パッとしない? 酷い言い方ですね。まぁ、べつに、何とでも言っていれば良いですけど
「君のようなパッとしない娘を妻にするなど僕のプライドが許さない。僕の妻なら麗しく皆に憧れの眼差しを向けられるような女性でなければ。よって、この婚約は破棄とする」
婚約者バファルンはある日私を呼び出してそう告げた。
確かに私は道行く人たちが振り返るような美女ではない。けれども、自身が劣化していかないようできる限り努力はしているし、直接『パッとしない』なんて言われる筋合いはないはずだ。
「随分勝手な婚約破棄ですね」
「知るか。
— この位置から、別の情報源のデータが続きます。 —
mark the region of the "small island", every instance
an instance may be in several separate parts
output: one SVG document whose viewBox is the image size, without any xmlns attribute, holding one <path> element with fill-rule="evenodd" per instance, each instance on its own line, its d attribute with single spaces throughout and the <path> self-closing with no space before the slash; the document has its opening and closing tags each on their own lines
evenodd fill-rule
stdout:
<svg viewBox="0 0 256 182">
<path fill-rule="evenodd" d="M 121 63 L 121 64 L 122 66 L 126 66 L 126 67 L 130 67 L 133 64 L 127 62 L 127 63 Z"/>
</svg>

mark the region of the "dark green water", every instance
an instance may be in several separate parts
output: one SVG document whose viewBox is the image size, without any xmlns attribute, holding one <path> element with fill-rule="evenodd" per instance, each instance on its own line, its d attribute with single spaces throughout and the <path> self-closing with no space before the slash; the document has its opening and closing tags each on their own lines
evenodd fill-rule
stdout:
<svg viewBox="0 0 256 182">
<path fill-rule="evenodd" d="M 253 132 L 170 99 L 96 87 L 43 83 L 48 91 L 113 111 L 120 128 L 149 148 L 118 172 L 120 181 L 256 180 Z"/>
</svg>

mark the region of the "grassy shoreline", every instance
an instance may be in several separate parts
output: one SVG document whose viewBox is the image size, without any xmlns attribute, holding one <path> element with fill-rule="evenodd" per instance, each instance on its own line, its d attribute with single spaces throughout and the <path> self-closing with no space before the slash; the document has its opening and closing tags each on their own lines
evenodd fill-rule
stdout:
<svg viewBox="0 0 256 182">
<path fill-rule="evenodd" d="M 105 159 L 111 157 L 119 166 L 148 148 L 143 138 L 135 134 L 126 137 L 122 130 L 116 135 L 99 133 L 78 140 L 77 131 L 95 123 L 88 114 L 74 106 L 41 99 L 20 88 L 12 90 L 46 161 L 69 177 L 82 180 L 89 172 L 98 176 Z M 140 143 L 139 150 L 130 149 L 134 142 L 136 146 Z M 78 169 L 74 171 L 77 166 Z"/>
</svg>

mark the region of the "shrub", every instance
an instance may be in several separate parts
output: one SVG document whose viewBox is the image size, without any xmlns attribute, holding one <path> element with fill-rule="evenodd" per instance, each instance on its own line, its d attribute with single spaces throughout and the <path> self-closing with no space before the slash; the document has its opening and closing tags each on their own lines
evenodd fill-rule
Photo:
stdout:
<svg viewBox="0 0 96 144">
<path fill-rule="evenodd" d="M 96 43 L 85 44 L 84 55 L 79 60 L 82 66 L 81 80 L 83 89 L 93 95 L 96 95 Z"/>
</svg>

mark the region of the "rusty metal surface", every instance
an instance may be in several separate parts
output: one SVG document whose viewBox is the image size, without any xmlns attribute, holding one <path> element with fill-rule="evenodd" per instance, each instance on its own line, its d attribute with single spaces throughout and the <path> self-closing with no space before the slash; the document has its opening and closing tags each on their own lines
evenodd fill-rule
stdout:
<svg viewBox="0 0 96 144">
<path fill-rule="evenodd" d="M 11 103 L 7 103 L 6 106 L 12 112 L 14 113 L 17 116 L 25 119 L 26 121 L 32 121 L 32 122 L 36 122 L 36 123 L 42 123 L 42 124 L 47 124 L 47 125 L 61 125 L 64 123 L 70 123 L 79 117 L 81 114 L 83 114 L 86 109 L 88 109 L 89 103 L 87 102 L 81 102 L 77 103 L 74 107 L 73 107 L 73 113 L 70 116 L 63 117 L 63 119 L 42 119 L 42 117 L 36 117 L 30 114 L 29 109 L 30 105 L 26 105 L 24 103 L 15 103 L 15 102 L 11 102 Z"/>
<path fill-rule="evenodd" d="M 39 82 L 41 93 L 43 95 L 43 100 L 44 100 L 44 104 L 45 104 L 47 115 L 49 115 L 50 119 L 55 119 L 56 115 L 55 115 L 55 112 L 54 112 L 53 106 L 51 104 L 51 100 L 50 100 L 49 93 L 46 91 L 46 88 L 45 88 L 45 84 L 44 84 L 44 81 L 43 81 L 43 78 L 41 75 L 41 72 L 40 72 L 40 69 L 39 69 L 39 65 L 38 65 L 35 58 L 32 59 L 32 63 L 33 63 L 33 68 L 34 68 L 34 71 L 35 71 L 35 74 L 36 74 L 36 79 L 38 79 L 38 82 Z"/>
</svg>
僕の人生は僕が決める。君に決定権なんてない」
「それもそうですね。ではさようなら」
こうして私はバファルンの前から去った。
以降、私たちが顔を合わせることはなかった。
けれども残念ではない。
そもそも、あんなことを平気で言ってくるような人とは会いたくない。
その後私は父が営んでいる時計屋で手伝いを始めた。そこで手伝いをしているうちに段々興味が湧いてきて。それで、私はその道へ本格的に進むことを決めた。
そして私は時計屋として生きた。
数十年後に聞いた話によれば、バファルンはあの後借金だらけの女性にハマり、最終的には全財産を失うこととなったそうだ。